Time to Go Fintech Shopping:
Difficulties among fintech companies in the wake of the changing economy will create buying opportunities.
Most types of fintechs will look attractive to at least some banks that are shopping for acquisitions in this market. Some may be bought for their whole operations, while the appeal of others may lie in killer algorithms that address some problem banks haven’t licked.
Even if such acquisitions spike, Wannemacher doesn’t see a world where fintech stops being a driving force for innovation in financial services.
Must Banks Strive to Become ‘Super Apps’?
Related to the questions of how big an app can get and what must be included is the ambition in some circles for a financial app to become a “super app.” Is that where U.S. banks need to be headed?
Wannemacher doesn’t think so.
“Banks absolutely do not need to become a super app that looks like Asian super apps to be successful in the U.S. and Canada, certainly not for the next two to three years,” says the analyst.
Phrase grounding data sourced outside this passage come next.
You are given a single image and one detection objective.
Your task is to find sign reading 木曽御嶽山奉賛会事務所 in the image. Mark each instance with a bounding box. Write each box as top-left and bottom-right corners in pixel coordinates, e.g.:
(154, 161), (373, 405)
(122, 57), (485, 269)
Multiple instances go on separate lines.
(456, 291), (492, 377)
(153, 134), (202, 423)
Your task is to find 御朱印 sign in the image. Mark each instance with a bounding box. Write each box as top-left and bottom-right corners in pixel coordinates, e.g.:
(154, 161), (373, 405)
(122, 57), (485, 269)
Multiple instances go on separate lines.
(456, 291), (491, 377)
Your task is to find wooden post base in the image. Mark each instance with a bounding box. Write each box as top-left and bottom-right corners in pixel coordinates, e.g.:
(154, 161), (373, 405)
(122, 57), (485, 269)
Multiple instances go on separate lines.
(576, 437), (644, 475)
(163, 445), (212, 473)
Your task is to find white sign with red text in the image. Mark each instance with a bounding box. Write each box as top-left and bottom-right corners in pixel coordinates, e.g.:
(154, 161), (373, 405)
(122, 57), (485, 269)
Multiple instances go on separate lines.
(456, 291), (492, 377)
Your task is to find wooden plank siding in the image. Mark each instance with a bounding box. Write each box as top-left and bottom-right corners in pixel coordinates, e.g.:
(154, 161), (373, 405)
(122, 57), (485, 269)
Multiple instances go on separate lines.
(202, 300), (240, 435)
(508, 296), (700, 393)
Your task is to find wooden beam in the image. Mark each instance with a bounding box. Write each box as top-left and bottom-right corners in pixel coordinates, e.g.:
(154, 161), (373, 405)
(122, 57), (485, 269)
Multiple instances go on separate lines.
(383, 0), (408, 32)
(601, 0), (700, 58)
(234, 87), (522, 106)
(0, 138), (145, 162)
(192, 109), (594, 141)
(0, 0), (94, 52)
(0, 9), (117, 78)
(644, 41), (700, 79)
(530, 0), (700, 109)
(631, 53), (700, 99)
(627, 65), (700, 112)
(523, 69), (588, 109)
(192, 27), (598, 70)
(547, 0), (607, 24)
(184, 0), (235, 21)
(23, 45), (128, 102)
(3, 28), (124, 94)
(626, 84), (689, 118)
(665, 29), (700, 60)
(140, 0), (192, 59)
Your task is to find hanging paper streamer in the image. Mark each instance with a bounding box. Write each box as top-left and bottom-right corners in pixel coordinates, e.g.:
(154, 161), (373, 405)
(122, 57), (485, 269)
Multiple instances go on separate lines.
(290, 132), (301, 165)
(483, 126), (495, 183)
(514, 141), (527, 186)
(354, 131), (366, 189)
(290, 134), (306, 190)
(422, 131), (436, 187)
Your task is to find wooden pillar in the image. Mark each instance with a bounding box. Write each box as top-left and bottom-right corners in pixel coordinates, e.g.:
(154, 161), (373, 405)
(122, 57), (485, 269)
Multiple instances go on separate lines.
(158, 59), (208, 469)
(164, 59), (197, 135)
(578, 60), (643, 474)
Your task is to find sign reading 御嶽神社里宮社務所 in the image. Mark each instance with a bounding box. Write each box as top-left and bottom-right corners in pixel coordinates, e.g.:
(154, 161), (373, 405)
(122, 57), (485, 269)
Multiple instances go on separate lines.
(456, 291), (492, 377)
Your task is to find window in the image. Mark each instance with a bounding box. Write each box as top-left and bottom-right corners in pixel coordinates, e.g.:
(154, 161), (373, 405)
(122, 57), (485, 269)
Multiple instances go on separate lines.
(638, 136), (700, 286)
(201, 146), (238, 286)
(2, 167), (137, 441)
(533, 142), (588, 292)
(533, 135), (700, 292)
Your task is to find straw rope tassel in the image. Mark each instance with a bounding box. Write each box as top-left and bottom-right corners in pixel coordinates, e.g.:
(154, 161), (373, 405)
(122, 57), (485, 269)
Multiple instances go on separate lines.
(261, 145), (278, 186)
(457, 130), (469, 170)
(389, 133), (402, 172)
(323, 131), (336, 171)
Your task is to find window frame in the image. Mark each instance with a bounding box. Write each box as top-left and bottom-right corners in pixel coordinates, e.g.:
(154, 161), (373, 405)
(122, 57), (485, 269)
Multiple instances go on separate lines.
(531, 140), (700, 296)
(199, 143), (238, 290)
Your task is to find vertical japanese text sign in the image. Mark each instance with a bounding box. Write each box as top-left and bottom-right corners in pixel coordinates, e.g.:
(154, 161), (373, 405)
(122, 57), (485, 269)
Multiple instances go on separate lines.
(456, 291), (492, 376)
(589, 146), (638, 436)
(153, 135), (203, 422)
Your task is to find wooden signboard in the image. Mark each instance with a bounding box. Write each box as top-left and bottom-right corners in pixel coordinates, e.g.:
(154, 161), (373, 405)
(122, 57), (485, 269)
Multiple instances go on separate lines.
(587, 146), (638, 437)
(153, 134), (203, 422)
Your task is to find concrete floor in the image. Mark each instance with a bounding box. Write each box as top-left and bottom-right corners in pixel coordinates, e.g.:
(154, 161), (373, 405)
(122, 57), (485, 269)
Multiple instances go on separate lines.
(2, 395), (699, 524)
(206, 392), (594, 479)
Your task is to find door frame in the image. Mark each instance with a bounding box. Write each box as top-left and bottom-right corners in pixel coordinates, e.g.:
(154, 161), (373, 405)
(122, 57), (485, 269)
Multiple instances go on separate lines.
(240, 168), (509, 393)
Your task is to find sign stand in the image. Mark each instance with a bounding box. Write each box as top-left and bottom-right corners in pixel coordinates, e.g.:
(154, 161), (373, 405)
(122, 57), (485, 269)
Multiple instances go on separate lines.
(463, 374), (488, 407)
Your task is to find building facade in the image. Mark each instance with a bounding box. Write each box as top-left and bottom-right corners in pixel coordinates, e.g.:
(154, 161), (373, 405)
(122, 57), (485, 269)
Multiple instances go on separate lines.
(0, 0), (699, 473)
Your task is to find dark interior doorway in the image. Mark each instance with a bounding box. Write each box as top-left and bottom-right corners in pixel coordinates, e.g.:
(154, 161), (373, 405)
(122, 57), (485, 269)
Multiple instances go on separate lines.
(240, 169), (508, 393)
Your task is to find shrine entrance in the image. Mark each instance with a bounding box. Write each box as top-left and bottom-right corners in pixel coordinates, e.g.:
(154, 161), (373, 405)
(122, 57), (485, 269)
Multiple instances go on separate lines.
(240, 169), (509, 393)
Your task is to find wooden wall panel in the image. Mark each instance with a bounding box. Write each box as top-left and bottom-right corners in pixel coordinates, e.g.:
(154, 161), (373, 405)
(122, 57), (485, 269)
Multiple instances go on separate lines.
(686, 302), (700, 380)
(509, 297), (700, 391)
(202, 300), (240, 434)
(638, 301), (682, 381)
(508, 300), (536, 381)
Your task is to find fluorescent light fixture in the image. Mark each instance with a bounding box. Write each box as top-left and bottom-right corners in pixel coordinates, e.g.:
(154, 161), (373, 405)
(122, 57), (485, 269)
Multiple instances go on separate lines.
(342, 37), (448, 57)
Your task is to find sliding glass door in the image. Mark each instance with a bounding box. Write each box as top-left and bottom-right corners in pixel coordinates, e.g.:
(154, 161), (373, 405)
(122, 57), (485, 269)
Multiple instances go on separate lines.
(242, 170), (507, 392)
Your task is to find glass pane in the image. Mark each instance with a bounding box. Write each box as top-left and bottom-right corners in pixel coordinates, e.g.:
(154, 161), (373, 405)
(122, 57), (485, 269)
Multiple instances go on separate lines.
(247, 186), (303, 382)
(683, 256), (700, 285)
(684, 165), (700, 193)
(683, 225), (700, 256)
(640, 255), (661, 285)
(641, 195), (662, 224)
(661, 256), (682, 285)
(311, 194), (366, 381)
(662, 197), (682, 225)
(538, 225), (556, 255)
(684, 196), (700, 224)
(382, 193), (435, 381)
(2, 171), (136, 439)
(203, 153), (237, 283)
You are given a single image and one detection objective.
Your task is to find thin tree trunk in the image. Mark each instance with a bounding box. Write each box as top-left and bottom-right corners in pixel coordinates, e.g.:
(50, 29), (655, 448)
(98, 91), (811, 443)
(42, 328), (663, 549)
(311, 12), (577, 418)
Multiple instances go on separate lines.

An example of the type of super app he’s referring to is China’s WeBank, owned by internet giant Tencent.
Wannemacher draws a distinction between banks and their apps and the likes of PayPal, which is among the companies working to become a super app.
“PayPal wants to be the platform where people can do many different things — buying and accessing different products and services, beyond financial ones,” he explains. “But most banks don’t need to try to become one to succeed.”